India needs 300-350 new hangars ($2.6-3.3 billion), while 160-200 legacy hangars require upgrades, and airfields and defense ships require 100-120 new units. “[European safety standard]- Air-conditioned hangars with doors that comply with regulations are mandatory abroad. India will have to follow the regulations as it seeks to service European-registered and leased aircraft,” says Pratik Gandhi, senior director at Mumbai-based Gandhi Automations.
The question today is no longer whether eVTOLs will fly in India, but how quickly the ecosystem can align to make them viable.
“Advanced air mobility will be defined by ecosystem collaboration, not stand-alone innovation,” says Clem Newton-Brown, CEO and founder of Australia’s Skyportz. In partnership with Vertiports India, the company plans to model 10,000 to 15,000 sites by 2045 to support a projected fleet of 2,500 to 3,500 eVTOLs.. The company recently launched Aeroberm, a modular fractal vertipad that reduces the risk of washout, noise and fire, enabling safer and smaller footprint operations in congested urban cores.
India’s Sustainable Jet Fuel Transition
The evolution of India’s SAF is crystallizing into a $2 to $3 billion, decade-long hiring cycle enough ATJ plants, HEFA refineries using LanzaJet, UOP Honeywell and Neste technologies, Jet biomass pilots, certification laboratories, airport infrastructure and carbon market systems. GPS Renewables has secured NTPC’s EPC mandate for India’s first ATJ ethanol jet plant of 1,800 TPA in the Pudimadaka Green Hydrogen Hub, target for March 2029.

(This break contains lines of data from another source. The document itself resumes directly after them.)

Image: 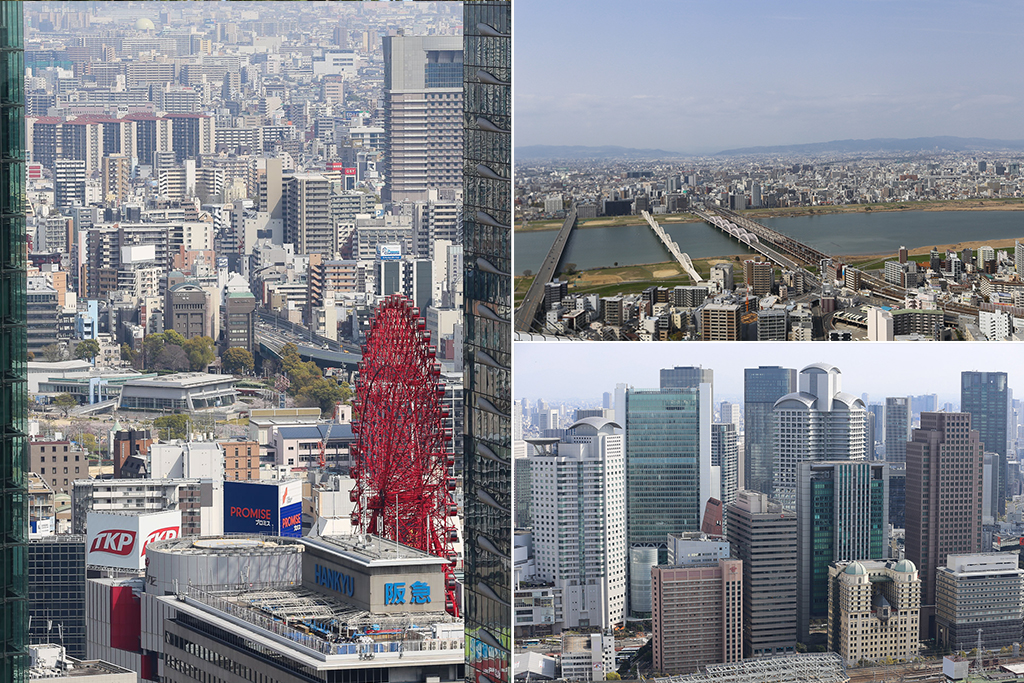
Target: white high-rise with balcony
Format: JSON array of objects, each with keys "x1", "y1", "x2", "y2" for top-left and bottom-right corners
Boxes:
[
  {"x1": 773, "y1": 362, "x2": 867, "y2": 510},
  {"x1": 529, "y1": 418, "x2": 627, "y2": 629}
]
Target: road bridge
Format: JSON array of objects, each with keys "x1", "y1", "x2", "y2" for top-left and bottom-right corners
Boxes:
[
  {"x1": 515, "y1": 204, "x2": 578, "y2": 332},
  {"x1": 640, "y1": 211, "x2": 703, "y2": 285}
]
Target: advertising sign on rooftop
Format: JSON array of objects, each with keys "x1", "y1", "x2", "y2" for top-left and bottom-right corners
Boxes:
[{"x1": 85, "y1": 510, "x2": 181, "y2": 569}]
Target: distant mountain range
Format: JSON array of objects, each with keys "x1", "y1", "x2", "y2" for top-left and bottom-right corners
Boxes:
[
  {"x1": 515, "y1": 144, "x2": 687, "y2": 160},
  {"x1": 718, "y1": 135, "x2": 1024, "y2": 157},
  {"x1": 515, "y1": 135, "x2": 1024, "y2": 161}
]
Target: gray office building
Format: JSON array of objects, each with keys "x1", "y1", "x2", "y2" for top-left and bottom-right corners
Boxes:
[
  {"x1": 743, "y1": 366, "x2": 797, "y2": 495},
  {"x1": 885, "y1": 396, "x2": 911, "y2": 463},
  {"x1": 726, "y1": 490, "x2": 797, "y2": 657}
]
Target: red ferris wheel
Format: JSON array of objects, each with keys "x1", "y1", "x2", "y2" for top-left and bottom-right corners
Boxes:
[{"x1": 351, "y1": 295, "x2": 459, "y2": 616}]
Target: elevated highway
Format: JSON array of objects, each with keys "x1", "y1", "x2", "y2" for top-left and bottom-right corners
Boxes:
[{"x1": 515, "y1": 204, "x2": 578, "y2": 332}]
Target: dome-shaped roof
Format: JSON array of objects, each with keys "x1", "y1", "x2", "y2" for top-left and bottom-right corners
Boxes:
[{"x1": 893, "y1": 559, "x2": 918, "y2": 573}]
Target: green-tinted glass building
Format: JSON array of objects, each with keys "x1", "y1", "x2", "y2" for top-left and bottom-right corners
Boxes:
[
  {"x1": 462, "y1": 1, "x2": 512, "y2": 683},
  {"x1": 961, "y1": 372, "x2": 1010, "y2": 516},
  {"x1": 797, "y1": 461, "x2": 889, "y2": 643},
  {"x1": 0, "y1": 2, "x2": 29, "y2": 682}
]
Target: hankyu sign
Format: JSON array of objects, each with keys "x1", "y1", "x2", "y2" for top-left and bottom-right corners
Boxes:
[
  {"x1": 85, "y1": 510, "x2": 181, "y2": 569},
  {"x1": 313, "y1": 564, "x2": 355, "y2": 597}
]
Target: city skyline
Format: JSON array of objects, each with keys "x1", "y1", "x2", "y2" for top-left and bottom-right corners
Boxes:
[
  {"x1": 513, "y1": 342, "x2": 1024, "y2": 407},
  {"x1": 515, "y1": 0, "x2": 1024, "y2": 154}
]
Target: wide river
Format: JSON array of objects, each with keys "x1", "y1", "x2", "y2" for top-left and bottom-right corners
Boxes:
[{"x1": 515, "y1": 211, "x2": 1024, "y2": 274}]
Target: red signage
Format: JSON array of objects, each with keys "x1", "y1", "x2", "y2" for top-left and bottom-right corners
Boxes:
[
  {"x1": 89, "y1": 528, "x2": 135, "y2": 555},
  {"x1": 141, "y1": 526, "x2": 180, "y2": 561}
]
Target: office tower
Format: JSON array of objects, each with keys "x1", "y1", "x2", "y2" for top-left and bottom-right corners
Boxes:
[
  {"x1": 772, "y1": 362, "x2": 867, "y2": 510},
  {"x1": 29, "y1": 535, "x2": 86, "y2": 659},
  {"x1": 867, "y1": 403, "x2": 886, "y2": 460},
  {"x1": 0, "y1": 2, "x2": 29, "y2": 681},
  {"x1": 961, "y1": 372, "x2": 1010, "y2": 515},
  {"x1": 726, "y1": 490, "x2": 797, "y2": 657},
  {"x1": 281, "y1": 173, "x2": 338, "y2": 256},
  {"x1": 886, "y1": 396, "x2": 910, "y2": 463},
  {"x1": 905, "y1": 413, "x2": 984, "y2": 637},
  {"x1": 743, "y1": 259, "x2": 775, "y2": 297},
  {"x1": 826, "y1": 560, "x2": 922, "y2": 667},
  {"x1": 527, "y1": 418, "x2": 626, "y2": 630},
  {"x1": 53, "y1": 159, "x2": 85, "y2": 209},
  {"x1": 935, "y1": 553, "x2": 1024, "y2": 651},
  {"x1": 384, "y1": 30, "x2": 464, "y2": 202},
  {"x1": 743, "y1": 366, "x2": 797, "y2": 495},
  {"x1": 797, "y1": 461, "x2": 889, "y2": 642},
  {"x1": 711, "y1": 422, "x2": 739, "y2": 509},
  {"x1": 660, "y1": 366, "x2": 715, "y2": 390},
  {"x1": 887, "y1": 463, "x2": 906, "y2": 528},
  {"x1": 651, "y1": 559, "x2": 743, "y2": 674},
  {"x1": 463, "y1": 1, "x2": 512, "y2": 681},
  {"x1": 624, "y1": 383, "x2": 719, "y2": 618}
]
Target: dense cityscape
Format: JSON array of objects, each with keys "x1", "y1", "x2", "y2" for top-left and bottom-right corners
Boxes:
[
  {"x1": 515, "y1": 152, "x2": 1024, "y2": 341},
  {"x1": 0, "y1": 0, "x2": 512, "y2": 683},
  {"x1": 513, "y1": 344, "x2": 1024, "y2": 681}
]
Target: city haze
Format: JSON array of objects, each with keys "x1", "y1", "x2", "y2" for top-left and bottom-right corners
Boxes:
[{"x1": 514, "y1": 0, "x2": 1024, "y2": 154}]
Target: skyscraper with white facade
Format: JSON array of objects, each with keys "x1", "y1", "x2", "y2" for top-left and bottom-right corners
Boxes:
[
  {"x1": 529, "y1": 418, "x2": 626, "y2": 629},
  {"x1": 773, "y1": 362, "x2": 867, "y2": 510}
]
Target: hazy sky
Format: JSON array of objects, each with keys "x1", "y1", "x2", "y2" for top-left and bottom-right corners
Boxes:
[
  {"x1": 513, "y1": 0, "x2": 1024, "y2": 154},
  {"x1": 512, "y1": 342, "x2": 1024, "y2": 405}
]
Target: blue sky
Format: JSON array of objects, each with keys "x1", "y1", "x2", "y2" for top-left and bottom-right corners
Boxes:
[
  {"x1": 513, "y1": 0, "x2": 1024, "y2": 154},
  {"x1": 512, "y1": 342, "x2": 1024, "y2": 403}
]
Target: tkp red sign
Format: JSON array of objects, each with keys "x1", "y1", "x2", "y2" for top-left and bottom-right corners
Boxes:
[
  {"x1": 89, "y1": 528, "x2": 135, "y2": 555},
  {"x1": 140, "y1": 526, "x2": 181, "y2": 555}
]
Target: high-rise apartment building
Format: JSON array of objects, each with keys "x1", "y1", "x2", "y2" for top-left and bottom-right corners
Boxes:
[
  {"x1": 885, "y1": 396, "x2": 911, "y2": 463},
  {"x1": 797, "y1": 461, "x2": 889, "y2": 642},
  {"x1": 0, "y1": 2, "x2": 29, "y2": 681},
  {"x1": 651, "y1": 559, "x2": 743, "y2": 674},
  {"x1": 711, "y1": 422, "x2": 739, "y2": 508},
  {"x1": 726, "y1": 490, "x2": 797, "y2": 657},
  {"x1": 281, "y1": 173, "x2": 338, "y2": 256},
  {"x1": 905, "y1": 413, "x2": 984, "y2": 637},
  {"x1": 827, "y1": 560, "x2": 921, "y2": 667},
  {"x1": 53, "y1": 159, "x2": 86, "y2": 209},
  {"x1": 527, "y1": 418, "x2": 626, "y2": 629},
  {"x1": 935, "y1": 553, "x2": 1024, "y2": 650},
  {"x1": 772, "y1": 362, "x2": 867, "y2": 510},
  {"x1": 384, "y1": 35, "x2": 464, "y2": 202},
  {"x1": 961, "y1": 372, "x2": 1010, "y2": 515},
  {"x1": 464, "y1": 5, "x2": 512, "y2": 683},
  {"x1": 743, "y1": 366, "x2": 797, "y2": 496}
]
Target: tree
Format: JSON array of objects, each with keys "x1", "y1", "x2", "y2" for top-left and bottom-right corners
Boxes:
[
  {"x1": 43, "y1": 342, "x2": 65, "y2": 362},
  {"x1": 75, "y1": 339, "x2": 99, "y2": 360},
  {"x1": 164, "y1": 330, "x2": 185, "y2": 346},
  {"x1": 220, "y1": 346, "x2": 253, "y2": 375},
  {"x1": 182, "y1": 331, "x2": 217, "y2": 372},
  {"x1": 153, "y1": 415, "x2": 188, "y2": 441},
  {"x1": 53, "y1": 393, "x2": 78, "y2": 418}
]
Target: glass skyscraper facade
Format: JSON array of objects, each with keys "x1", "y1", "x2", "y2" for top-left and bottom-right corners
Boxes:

SAF tenders will be submitted in the next two years. Jet liquor deals in Maharashtra, Uttar Pradesh and Karnataka will be followed by packs for dehydration, oligomerization and hydrogen supply units once the license agreements with LanzaJet, Gevo and Axens close. Under India’s SAF framework dated April 24, 2026, public sector oil companies must commission at least one Hydroprocessed esters and fatty acids (HEFA) for 2028, triggering 2027 bids covering Honeywell/Neste’s methanol-to-jet licenses, used cooking oil logistics and refinery integration.
India’s first commercial HEFA unit has been commissioned by the Government of India under the SAF regulatory framework dated April 24, 2026, which mandates public sector oil marketing companies to commission at least one HEFA route plant by 2028.
In parallel, TPL has been named a partner in SAF One Energy Management’s Middle East HEFA project with UOP Honeywell, a move that underpins a “design once, build many“ global rollout including a facility in India, giving Tata a modular and scalable execution role through pretreatment, hydroprocessing and build-based integration.
Tenders at the airport for SAF combination terminals, segregated tanks, pipeline upgrades and digital reservation and reclamation systems are expected in Delhi, Mumbai, Bangalore and Hyderabad next year once upstream volumes are confirmed, forming India’s first coordinated SAF procurement cycle with global licensees supplying the chemistry and Indian builders delivering the facilities.